Not to be outdone by the Times, PERE also has thrown a bit of a spotlight on those operating in the public arena for this issue. Coincidentally, the firms of both Blankfein and Schwarzman figure to some extent.
On page 15, James Comtois explores the quick tempo of Blackstone’s latest fundraise and the wave of LP commitments that have been made to that fund and other big fundraises this summer. As an aside, one competitor to Blackstone wondered out loud recently whether being public gave the firm an advantage and might even help explain why it is outbidding rivals in auctions.
Mind you, being public hasn’t necessarily helped Goldman Sachs and its Real Estate Principal Investment Area. One of its funds had lost so much value that staff actually assumed it was all over two years ago. However, the longer term prognosis, as Jonathan Brasse reports on page 8, suggests things are less clear cut that they might first appear. Indeed, the firm’s future might hinge more on Volcker than performance.
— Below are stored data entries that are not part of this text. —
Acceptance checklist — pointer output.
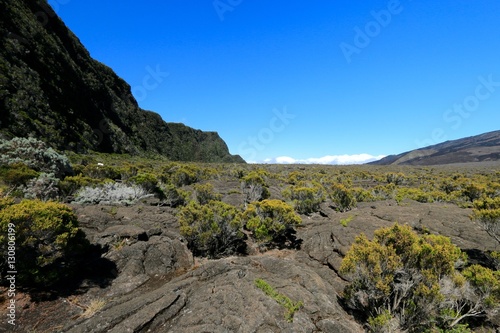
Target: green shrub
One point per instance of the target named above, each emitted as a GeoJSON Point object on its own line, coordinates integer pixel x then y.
{"type": "Point", "coordinates": [173, 196]}
{"type": "Point", "coordinates": [16, 174]}
{"type": "Point", "coordinates": [44, 188]}
{"type": "Point", "coordinates": [473, 191]}
{"type": "Point", "coordinates": [47, 237]}
{"type": "Point", "coordinates": [382, 323]}
{"type": "Point", "coordinates": [111, 194]}
{"type": "Point", "coordinates": [487, 212]}
{"type": "Point", "coordinates": [395, 178]}
{"type": "Point", "coordinates": [281, 299]}
{"type": "Point", "coordinates": [101, 172]}
{"type": "Point", "coordinates": [212, 230]}
{"type": "Point", "coordinates": [147, 181]}
{"type": "Point", "coordinates": [271, 221]}
{"type": "Point", "coordinates": [35, 154]}
{"type": "Point", "coordinates": [415, 279]}
{"type": "Point", "coordinates": [343, 198]}
{"type": "Point", "coordinates": [362, 195]}
{"type": "Point", "coordinates": [255, 187]}
{"type": "Point", "coordinates": [204, 193]}
{"type": "Point", "coordinates": [71, 184]}
{"type": "Point", "coordinates": [181, 174]}
{"type": "Point", "coordinates": [306, 199]}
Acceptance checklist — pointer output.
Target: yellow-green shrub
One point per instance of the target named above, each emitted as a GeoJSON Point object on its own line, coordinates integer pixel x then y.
{"type": "Point", "coordinates": [306, 198]}
{"type": "Point", "coordinates": [212, 230]}
{"type": "Point", "coordinates": [255, 187]}
{"type": "Point", "coordinates": [271, 221]}
{"type": "Point", "coordinates": [343, 198]}
{"type": "Point", "coordinates": [204, 193]}
{"type": "Point", "coordinates": [16, 174]}
{"type": "Point", "coordinates": [46, 238]}
{"type": "Point", "coordinates": [415, 278]}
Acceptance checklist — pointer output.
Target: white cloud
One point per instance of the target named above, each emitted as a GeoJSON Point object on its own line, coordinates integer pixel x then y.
{"type": "Point", "coordinates": [329, 159]}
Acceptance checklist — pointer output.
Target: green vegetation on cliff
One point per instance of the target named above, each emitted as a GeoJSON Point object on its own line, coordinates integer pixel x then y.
{"type": "Point", "coordinates": [51, 89]}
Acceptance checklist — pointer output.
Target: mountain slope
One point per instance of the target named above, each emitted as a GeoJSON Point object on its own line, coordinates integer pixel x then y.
{"type": "Point", "coordinates": [51, 88]}
{"type": "Point", "coordinates": [479, 148]}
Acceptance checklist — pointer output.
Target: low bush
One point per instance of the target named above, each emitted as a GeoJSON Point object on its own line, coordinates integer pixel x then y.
{"type": "Point", "coordinates": [343, 198]}
{"type": "Point", "coordinates": [415, 279]}
{"type": "Point", "coordinates": [111, 194]}
{"type": "Point", "coordinates": [47, 239]}
{"type": "Point", "coordinates": [272, 222]}
{"type": "Point", "coordinates": [44, 188]}
{"type": "Point", "coordinates": [306, 198]}
{"type": "Point", "coordinates": [97, 171]}
{"type": "Point", "coordinates": [255, 187]}
{"type": "Point", "coordinates": [16, 174]}
{"type": "Point", "coordinates": [204, 193]}
{"type": "Point", "coordinates": [173, 196]}
{"type": "Point", "coordinates": [213, 230]}
{"type": "Point", "coordinates": [35, 154]}
{"type": "Point", "coordinates": [147, 181]}
{"type": "Point", "coordinates": [281, 299]}
{"type": "Point", "coordinates": [487, 212]}
{"type": "Point", "coordinates": [181, 174]}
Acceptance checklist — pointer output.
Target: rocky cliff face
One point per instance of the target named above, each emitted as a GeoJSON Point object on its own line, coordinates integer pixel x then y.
{"type": "Point", "coordinates": [51, 88]}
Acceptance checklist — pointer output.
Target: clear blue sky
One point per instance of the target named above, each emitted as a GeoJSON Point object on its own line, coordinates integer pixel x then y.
{"type": "Point", "coordinates": [301, 80]}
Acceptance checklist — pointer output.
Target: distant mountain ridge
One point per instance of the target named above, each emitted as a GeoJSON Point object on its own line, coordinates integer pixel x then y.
{"type": "Point", "coordinates": [51, 89]}
{"type": "Point", "coordinates": [479, 148]}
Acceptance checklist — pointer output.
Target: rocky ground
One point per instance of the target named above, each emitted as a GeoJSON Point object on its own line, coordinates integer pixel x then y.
{"type": "Point", "coordinates": [148, 281]}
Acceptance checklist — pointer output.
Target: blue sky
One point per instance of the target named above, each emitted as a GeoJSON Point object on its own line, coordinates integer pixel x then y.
{"type": "Point", "coordinates": [305, 81]}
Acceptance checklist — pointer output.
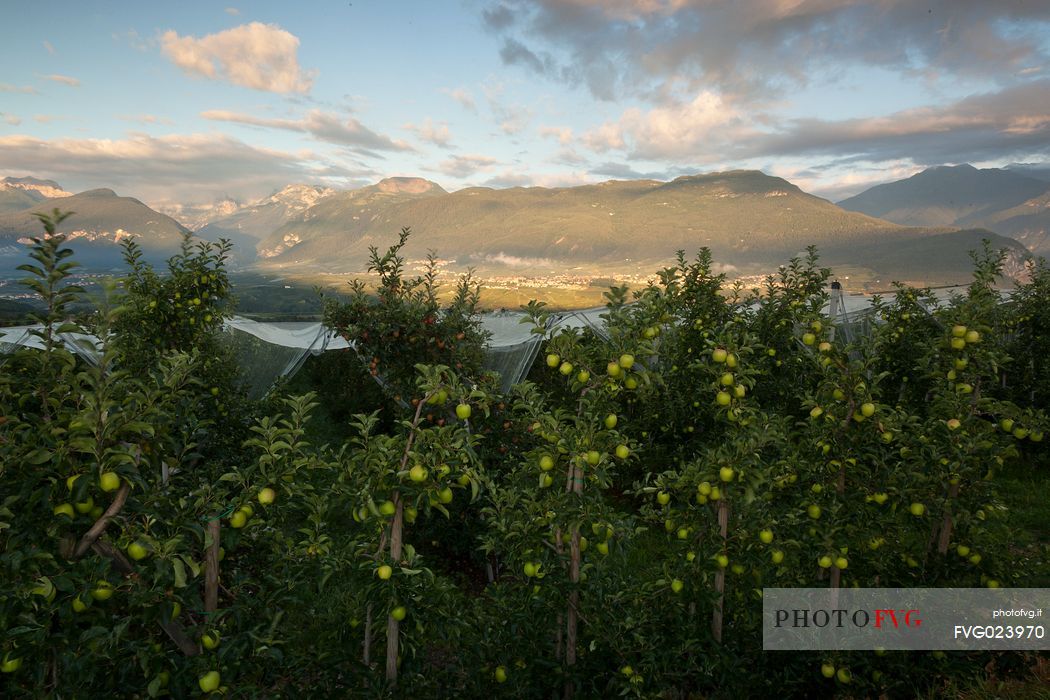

Fortress, on the other hand, sees a more certain future for its real estate credit team led by Peter Briger. Starting on page 28, Jonathan Brasse takes you behind the scenes with this crew that likes to get down ‘n dirty with real estate to find value where others only see risk.
But for a big spotlight on public firms, read Evelyn Lee’s report on REITs, beginning on page 36. There is a blurring of the lines at present as REITs ramp up private fund operations and private investment firms consider non-listed REIT structures.
Our other focus is on the emerging markets of Europe, where attention seems to be returning. On page 40, yours truly looks at the private firms and REITs buying in Russia, as well as signs of increased activity in Turkey and the Baltics. So, see you on the next flight to Moscow.
In the meantime, let’s get this (public) party started.